Of course, Berlin has inspired a host of espionage novels too, from Ian McEwan's "The Innocent" (1996) -- set in the divided city before the Berlin Wall -- to John le Carré's "The Spy Who Came in From the Cold" (1963), the gold standard in Berlin spy fare. Yet for an actual true-life account of wartime, turn to "A Woman in Berlin: Eight Weeks in the Captured City." Published last year to great acclaim, the book is an anonymous 34-year-old journalist's personal record of the fall of Hitler's regime and of the suffering Berliners endured under the Russians who came to "liberate" them. "A Woman in Berlin" is difficult, painful reading. But it offers a uniquely grim and honest portrait of Berlin life in the last days of its devastating Nazi rule.
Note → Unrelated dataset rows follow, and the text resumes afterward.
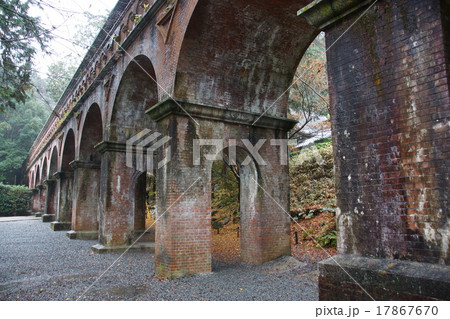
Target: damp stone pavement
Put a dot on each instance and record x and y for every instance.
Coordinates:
(37, 263)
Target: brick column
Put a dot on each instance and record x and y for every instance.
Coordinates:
(390, 106)
(183, 232)
(116, 215)
(35, 200)
(85, 200)
(50, 201)
(65, 199)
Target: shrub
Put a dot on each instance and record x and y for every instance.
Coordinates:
(312, 178)
(14, 200)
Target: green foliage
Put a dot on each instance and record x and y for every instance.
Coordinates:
(308, 98)
(58, 77)
(14, 200)
(18, 130)
(312, 178)
(60, 73)
(225, 195)
(20, 36)
(327, 236)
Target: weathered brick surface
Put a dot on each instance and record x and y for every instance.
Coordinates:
(389, 88)
(183, 232)
(390, 112)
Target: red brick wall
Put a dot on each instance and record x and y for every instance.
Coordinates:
(389, 85)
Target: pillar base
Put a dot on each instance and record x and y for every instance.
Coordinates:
(60, 226)
(383, 279)
(72, 234)
(100, 249)
(144, 236)
(48, 218)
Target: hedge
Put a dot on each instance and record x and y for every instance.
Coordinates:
(14, 200)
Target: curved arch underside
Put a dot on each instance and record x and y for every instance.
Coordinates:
(92, 135)
(68, 152)
(137, 92)
(242, 54)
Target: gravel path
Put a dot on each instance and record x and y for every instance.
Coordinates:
(39, 264)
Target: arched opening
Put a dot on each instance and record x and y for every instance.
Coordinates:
(37, 181)
(137, 92)
(311, 165)
(51, 203)
(92, 135)
(68, 152)
(250, 66)
(44, 170)
(43, 190)
(66, 181)
(144, 208)
(86, 188)
(234, 190)
(53, 162)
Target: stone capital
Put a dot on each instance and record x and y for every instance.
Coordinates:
(50, 181)
(109, 146)
(322, 13)
(84, 164)
(62, 175)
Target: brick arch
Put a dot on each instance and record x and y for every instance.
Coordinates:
(44, 172)
(32, 181)
(53, 163)
(37, 180)
(68, 150)
(91, 133)
(251, 64)
(137, 92)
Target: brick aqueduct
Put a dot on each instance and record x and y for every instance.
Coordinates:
(209, 69)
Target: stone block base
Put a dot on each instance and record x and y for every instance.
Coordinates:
(100, 249)
(383, 279)
(144, 236)
(59, 226)
(48, 218)
(72, 234)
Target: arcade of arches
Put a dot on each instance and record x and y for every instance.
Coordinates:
(219, 70)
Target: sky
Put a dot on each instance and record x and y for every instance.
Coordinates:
(65, 15)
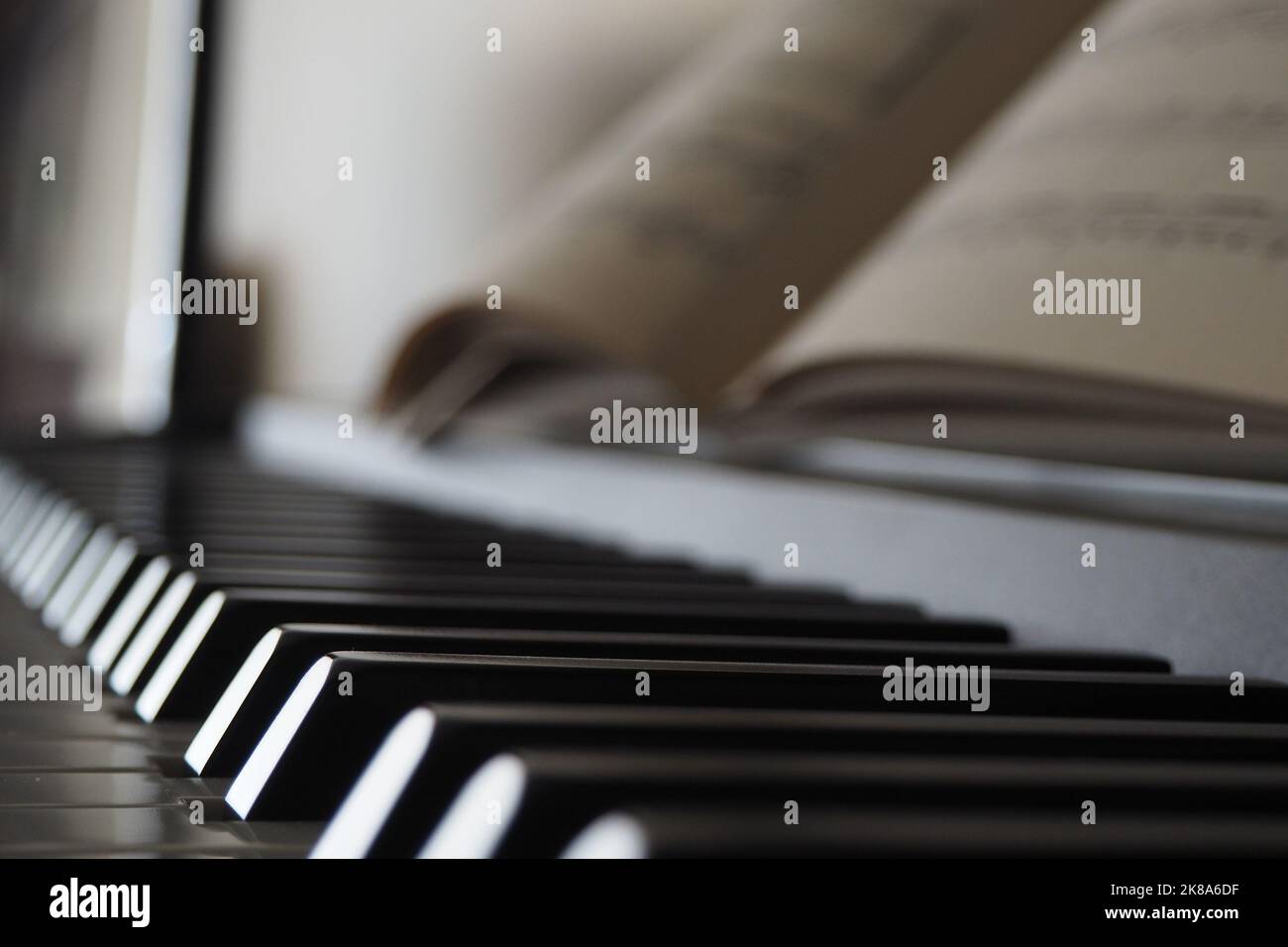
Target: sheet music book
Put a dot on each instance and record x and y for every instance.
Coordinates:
(1054, 230)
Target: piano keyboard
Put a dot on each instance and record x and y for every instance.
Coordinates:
(292, 671)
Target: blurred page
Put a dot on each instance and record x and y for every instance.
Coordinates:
(1116, 165)
(765, 163)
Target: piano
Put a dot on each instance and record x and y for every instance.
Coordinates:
(227, 633)
(297, 668)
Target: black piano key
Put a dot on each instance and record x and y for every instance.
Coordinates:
(227, 625)
(423, 762)
(726, 831)
(77, 754)
(236, 720)
(161, 830)
(321, 738)
(134, 651)
(531, 802)
(63, 789)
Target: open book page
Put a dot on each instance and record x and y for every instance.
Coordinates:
(1157, 162)
(765, 163)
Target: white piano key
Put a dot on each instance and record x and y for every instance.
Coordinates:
(141, 648)
(77, 578)
(215, 724)
(90, 604)
(481, 813)
(129, 613)
(52, 565)
(359, 819)
(249, 783)
(178, 656)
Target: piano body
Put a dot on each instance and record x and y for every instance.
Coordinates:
(267, 641)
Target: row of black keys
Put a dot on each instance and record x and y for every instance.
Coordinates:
(574, 698)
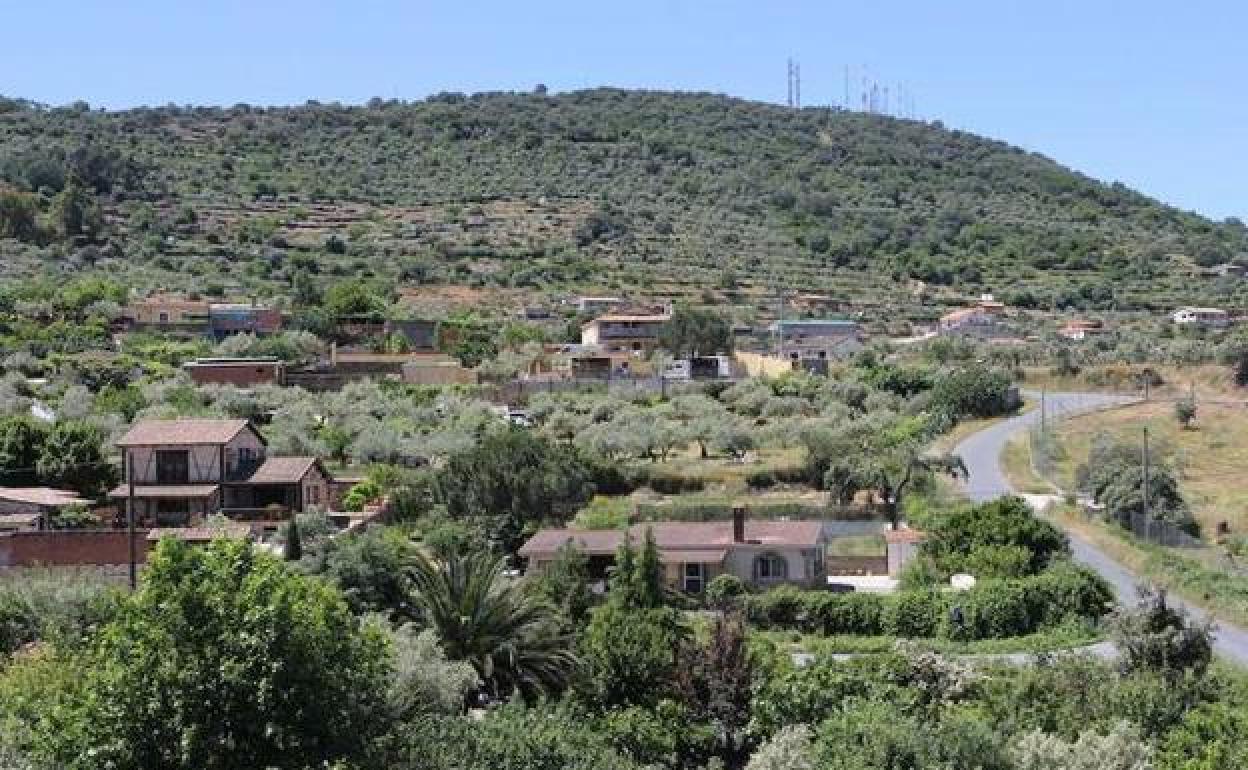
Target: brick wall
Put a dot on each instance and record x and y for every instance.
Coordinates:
(238, 376)
(71, 547)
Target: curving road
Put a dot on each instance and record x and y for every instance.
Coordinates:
(981, 452)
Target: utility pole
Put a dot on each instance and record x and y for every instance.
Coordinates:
(1148, 508)
(130, 519)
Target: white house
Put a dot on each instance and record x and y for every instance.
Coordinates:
(1211, 317)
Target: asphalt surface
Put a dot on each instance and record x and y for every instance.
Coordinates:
(981, 452)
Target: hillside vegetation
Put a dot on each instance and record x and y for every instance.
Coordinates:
(642, 192)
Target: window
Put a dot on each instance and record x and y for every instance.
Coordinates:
(172, 467)
(770, 567)
(695, 578)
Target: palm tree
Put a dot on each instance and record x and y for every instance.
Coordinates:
(484, 618)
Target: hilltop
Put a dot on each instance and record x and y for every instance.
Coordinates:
(680, 195)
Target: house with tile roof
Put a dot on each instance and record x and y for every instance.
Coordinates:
(761, 553)
(177, 472)
(630, 332)
(29, 508)
(811, 343)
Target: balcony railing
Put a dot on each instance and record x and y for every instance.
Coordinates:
(271, 513)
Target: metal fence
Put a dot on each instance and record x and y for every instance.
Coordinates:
(519, 391)
(1046, 451)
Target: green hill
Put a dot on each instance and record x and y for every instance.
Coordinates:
(644, 192)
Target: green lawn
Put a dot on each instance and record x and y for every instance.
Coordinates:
(1067, 637)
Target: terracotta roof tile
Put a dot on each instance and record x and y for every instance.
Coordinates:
(905, 536)
(282, 471)
(682, 536)
(155, 432)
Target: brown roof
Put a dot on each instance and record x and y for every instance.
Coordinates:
(966, 312)
(171, 302)
(167, 491)
(682, 537)
(905, 536)
(40, 496)
(200, 534)
(155, 432)
(19, 519)
(282, 471)
(705, 555)
(627, 318)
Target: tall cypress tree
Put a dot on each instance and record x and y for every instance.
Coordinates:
(649, 574)
(293, 550)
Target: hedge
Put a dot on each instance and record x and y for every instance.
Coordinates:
(721, 509)
(994, 609)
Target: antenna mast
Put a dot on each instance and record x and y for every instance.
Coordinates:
(789, 80)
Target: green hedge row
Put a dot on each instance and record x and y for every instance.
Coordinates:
(716, 511)
(994, 609)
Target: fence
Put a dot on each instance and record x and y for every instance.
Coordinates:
(519, 391)
(1046, 452)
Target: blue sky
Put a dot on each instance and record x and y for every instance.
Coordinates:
(1151, 94)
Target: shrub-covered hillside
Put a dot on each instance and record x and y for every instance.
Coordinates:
(654, 192)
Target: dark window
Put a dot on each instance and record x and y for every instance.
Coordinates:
(172, 467)
(695, 577)
(770, 567)
(172, 512)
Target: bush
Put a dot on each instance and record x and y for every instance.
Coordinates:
(916, 614)
(725, 589)
(760, 479)
(994, 609)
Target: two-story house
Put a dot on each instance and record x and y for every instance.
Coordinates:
(811, 343)
(624, 332)
(176, 472)
(693, 553)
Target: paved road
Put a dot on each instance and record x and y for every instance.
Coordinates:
(981, 452)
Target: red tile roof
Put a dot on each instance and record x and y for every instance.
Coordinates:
(156, 432)
(905, 536)
(20, 519)
(682, 536)
(282, 471)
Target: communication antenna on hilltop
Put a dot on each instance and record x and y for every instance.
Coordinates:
(789, 82)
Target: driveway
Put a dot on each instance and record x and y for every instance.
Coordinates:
(981, 452)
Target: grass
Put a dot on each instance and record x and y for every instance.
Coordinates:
(1204, 457)
(858, 545)
(970, 427)
(1016, 463)
(1209, 458)
(1062, 638)
(1207, 381)
(1193, 577)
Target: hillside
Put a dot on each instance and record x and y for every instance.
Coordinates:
(685, 195)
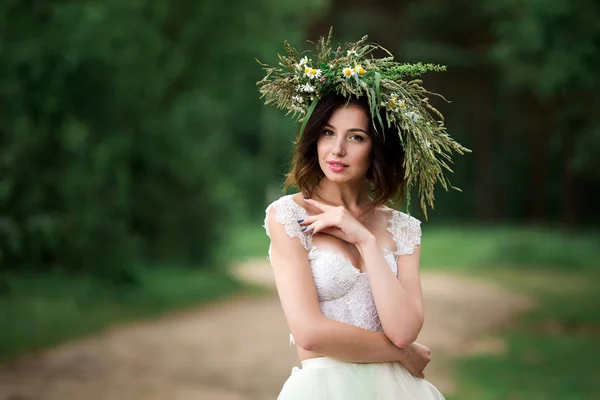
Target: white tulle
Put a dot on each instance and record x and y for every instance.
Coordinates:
(327, 379)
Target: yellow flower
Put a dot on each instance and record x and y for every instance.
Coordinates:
(348, 72)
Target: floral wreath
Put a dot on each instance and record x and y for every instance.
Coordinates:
(298, 82)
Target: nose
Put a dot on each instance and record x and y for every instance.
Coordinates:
(339, 149)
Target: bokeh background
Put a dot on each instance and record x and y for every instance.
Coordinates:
(137, 160)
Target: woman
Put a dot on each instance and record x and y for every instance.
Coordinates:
(346, 266)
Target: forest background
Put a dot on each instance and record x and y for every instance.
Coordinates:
(136, 156)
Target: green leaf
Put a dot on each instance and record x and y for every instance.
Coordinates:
(307, 116)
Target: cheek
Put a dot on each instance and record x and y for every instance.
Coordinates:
(321, 148)
(365, 156)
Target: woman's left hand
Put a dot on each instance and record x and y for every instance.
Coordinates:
(335, 221)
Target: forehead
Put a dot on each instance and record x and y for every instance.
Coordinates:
(348, 117)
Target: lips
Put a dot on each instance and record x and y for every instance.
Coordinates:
(337, 166)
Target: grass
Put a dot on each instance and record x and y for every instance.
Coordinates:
(42, 310)
(465, 248)
(552, 352)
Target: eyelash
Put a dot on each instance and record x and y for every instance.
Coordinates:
(358, 137)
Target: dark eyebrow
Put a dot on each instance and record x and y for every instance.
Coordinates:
(350, 130)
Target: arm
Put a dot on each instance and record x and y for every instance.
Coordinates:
(299, 300)
(399, 301)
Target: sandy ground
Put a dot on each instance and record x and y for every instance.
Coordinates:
(238, 349)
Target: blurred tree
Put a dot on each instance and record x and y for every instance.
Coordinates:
(523, 85)
(127, 129)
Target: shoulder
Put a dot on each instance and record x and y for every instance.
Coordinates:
(405, 230)
(284, 206)
(284, 213)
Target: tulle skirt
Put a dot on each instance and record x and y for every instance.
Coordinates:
(324, 378)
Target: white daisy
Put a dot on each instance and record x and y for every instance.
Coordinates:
(302, 62)
(359, 69)
(413, 116)
(312, 73)
(308, 88)
(348, 72)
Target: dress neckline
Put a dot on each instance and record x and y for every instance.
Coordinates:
(339, 253)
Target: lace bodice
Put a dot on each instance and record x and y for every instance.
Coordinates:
(344, 291)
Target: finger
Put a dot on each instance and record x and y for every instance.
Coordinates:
(308, 220)
(318, 204)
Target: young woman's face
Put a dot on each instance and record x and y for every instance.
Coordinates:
(344, 145)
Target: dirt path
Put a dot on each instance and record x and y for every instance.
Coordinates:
(238, 349)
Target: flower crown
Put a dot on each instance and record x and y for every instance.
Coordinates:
(298, 82)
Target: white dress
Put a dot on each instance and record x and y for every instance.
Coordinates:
(345, 296)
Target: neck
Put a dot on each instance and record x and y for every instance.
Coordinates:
(353, 196)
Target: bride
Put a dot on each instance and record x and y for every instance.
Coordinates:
(346, 265)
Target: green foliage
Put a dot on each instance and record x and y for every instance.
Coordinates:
(123, 134)
(350, 70)
(471, 248)
(42, 310)
(551, 352)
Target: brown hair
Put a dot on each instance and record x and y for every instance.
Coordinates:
(385, 175)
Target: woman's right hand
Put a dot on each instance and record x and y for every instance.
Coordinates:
(416, 359)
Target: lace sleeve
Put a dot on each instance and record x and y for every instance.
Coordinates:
(287, 213)
(406, 232)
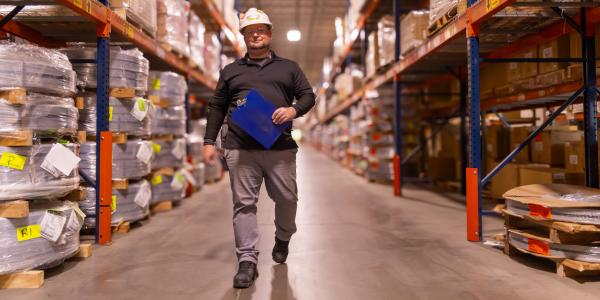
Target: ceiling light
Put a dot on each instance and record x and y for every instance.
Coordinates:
(293, 35)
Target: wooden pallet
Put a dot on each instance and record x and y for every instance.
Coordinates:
(167, 205)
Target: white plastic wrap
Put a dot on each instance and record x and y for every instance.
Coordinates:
(128, 68)
(48, 116)
(125, 163)
(165, 154)
(413, 30)
(142, 12)
(196, 31)
(169, 120)
(122, 120)
(33, 182)
(437, 8)
(167, 85)
(126, 209)
(173, 25)
(386, 35)
(36, 69)
(162, 190)
(575, 252)
(37, 253)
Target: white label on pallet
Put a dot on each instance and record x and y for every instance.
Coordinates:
(62, 158)
(547, 52)
(52, 225)
(50, 168)
(539, 146)
(143, 195)
(573, 159)
(145, 152)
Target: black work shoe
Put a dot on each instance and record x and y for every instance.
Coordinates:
(280, 251)
(246, 275)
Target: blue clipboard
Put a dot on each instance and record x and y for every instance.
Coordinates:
(254, 114)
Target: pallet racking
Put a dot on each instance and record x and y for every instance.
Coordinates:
(455, 51)
(94, 21)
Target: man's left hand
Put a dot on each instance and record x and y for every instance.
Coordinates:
(283, 114)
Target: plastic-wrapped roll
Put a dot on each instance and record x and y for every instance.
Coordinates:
(48, 116)
(126, 163)
(126, 208)
(128, 68)
(168, 154)
(37, 253)
(33, 182)
(122, 120)
(199, 173)
(165, 189)
(169, 120)
(36, 69)
(167, 85)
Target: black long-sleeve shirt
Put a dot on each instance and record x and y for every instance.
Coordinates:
(279, 80)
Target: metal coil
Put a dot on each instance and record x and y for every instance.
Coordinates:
(38, 253)
(126, 208)
(122, 121)
(33, 182)
(169, 120)
(125, 163)
(165, 158)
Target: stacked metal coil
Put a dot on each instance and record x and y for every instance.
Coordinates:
(121, 120)
(126, 208)
(31, 181)
(125, 164)
(36, 69)
(22, 249)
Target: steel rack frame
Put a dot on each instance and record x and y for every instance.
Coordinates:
(106, 22)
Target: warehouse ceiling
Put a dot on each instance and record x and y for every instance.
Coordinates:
(315, 19)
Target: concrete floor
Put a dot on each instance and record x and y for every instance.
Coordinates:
(354, 241)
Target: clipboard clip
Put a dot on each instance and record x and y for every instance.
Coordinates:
(241, 102)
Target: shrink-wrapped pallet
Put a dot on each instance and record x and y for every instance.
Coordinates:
(169, 120)
(36, 69)
(47, 116)
(128, 161)
(26, 243)
(131, 204)
(413, 30)
(172, 21)
(142, 12)
(121, 118)
(196, 38)
(22, 175)
(169, 154)
(128, 68)
(386, 35)
(167, 85)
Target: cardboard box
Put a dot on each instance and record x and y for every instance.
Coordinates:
(558, 48)
(548, 147)
(518, 135)
(541, 175)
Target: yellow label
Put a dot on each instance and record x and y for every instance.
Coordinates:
(12, 160)
(113, 202)
(28, 233)
(156, 84)
(491, 4)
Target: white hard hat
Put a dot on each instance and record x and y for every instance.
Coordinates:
(253, 16)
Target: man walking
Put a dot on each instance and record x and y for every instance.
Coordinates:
(279, 80)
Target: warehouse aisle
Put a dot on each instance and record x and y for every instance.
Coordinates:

The jewel of today's rebuilt Potsdamer Platz, which was destroyed by bombs in WWII and split by the wall in 1961, is the glass roof, cinema and offices of the glittering Sony Center. But outside its curved reflective walls, the city is decked out in graffiti, pockmarked with empty lots; some buildings are still marred by bullet holes. Berlin is fabulous, but wounded. The most obvious sign of the past is the construction that still dots the landscape. Underneath every giant crane is history that has been papered over, put under glass or willed out of existence. And while reflective walls are nice, the numbers don't lie: Unemployment hovers at nearly 20 percent and the city is struggling with $70 billion of debt. (Rent is cheap in Berlin for a reason.) Everywhere hums the tension of the past, the Mauer im Kopf -- the wall in the head -- that divides East and West and breeds Ostalgie, nostalgia for the East, when loyalty to the party was cruelly enforced but at least there was butter on the table.
To investigate this lost life of East Berlin, read Anna Funder's "Stasiland" (2003). An Australian working for German television in the late 1990s, Funder became obsessed with collecting East Germans' stories of life behind the wall. She interviews ex-Stasi men, informers and East Germans who suffered under the Stasi rule and the paranoia it bred. Funder goes beyond the lives of the famous to give regular East Germans -- a people who will no longer exist, who are already ceasing to exist -- a voice. Whether talking to an East Berliner whose sick son was raised in a hospital in the West or the agent who painted the line where the wall was raised, "Stasiland" grants Easterners the humanity that they have been long denied. Their stories are today's "Berlin Stories."